Before becoming FTC chair Ms. Khan had advocated either barring platform operators like Amazon from competing with users of that platform or regulating them like utilities. She would ban vertical mergersthat is, between two components of the same supply chain, for example, a supplier of content such as MGM and a distributor such as Amazononce a platform operator has reached a dominant size. She hasn't commented on Amazon since becoming chair. Nonetheless, citing these views, Amazon has asked Ms. Khan to recuse herself from FTC investigations of the company.

Under Ms. Khan's vision, the risk that a business structure could enable anti-competitive behavior matters more than evidence of that behavior such as higher prices.

But that approach carries risks of its own. Lack of evidence could lead to weak cases that fail in court. A federal judge dismissed a lawsuit by the FTC and most state attorneys-general for failing to establish that Facebook Inc. is a monopoly. Bills proposed by Democrats in the House of Representatives would lower the bar for winning such suits, but their fate is unclear. Barring firms from getting big could deprive consumers of the benefits that only big firms can deliver. Millions relied on Amazon's heft when the pandemic kept them out of stores.
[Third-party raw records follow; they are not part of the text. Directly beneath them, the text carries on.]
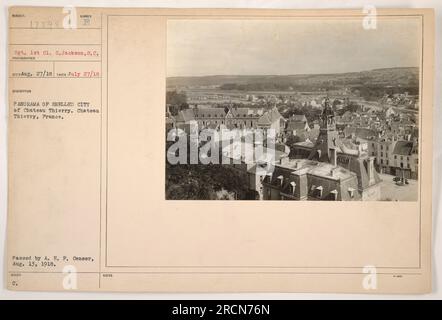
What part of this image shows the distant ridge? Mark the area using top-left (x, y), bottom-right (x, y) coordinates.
top-left (167, 67), bottom-right (419, 87)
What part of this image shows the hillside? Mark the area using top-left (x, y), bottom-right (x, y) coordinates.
top-left (167, 67), bottom-right (419, 90)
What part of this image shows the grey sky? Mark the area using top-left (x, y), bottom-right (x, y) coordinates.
top-left (167, 18), bottom-right (421, 76)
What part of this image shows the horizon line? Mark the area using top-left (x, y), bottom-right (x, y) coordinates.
top-left (166, 66), bottom-right (420, 78)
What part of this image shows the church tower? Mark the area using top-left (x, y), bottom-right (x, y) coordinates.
top-left (308, 97), bottom-right (339, 165)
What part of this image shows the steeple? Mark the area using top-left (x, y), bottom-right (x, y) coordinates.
top-left (321, 97), bottom-right (336, 130)
top-left (308, 97), bottom-right (339, 163)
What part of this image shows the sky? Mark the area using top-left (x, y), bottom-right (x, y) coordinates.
top-left (167, 17), bottom-right (421, 77)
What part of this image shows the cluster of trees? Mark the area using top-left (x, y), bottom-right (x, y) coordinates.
top-left (351, 85), bottom-right (419, 101)
top-left (280, 104), bottom-right (322, 123)
top-left (166, 163), bottom-right (256, 200)
top-left (220, 80), bottom-right (339, 91)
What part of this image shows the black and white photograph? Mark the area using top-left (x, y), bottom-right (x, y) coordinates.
top-left (165, 17), bottom-right (422, 201)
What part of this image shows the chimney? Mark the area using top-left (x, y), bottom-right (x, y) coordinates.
top-left (329, 148), bottom-right (338, 166)
top-left (367, 157), bottom-right (375, 185)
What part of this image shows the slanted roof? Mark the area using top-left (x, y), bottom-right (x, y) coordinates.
top-left (393, 141), bottom-right (414, 156)
top-left (287, 119), bottom-right (306, 131)
top-left (195, 108), bottom-right (226, 118)
top-left (176, 109), bottom-right (195, 122)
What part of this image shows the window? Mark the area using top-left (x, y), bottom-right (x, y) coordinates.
top-left (316, 186), bottom-right (323, 198)
top-left (348, 188), bottom-right (355, 198)
top-left (290, 181), bottom-right (296, 194)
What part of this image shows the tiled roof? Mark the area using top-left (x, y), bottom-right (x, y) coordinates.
top-left (393, 141), bottom-right (414, 156)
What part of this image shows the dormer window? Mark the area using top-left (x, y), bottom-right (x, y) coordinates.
top-left (278, 176), bottom-right (284, 187)
top-left (290, 181), bottom-right (296, 195)
top-left (316, 186), bottom-right (324, 198)
top-left (348, 187), bottom-right (355, 199)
And while neo-Brandeisians worry about abuse of corporate power, Mr. Bork's acolytes worry about abuse of antitrust authority. In 2018, the Department of Justice tried, unsuccessfully, to stop AT&T Inc. from acquiring Time Warner Inc., in a move many saw as motivated by then President Donald Trump's personal animosity toward CNN, a unit of Time Warner.

For all its flaws, antitrust governed by the consumer welfare standard is less at risk of politicization than beliefs about what's good or bad for democracy.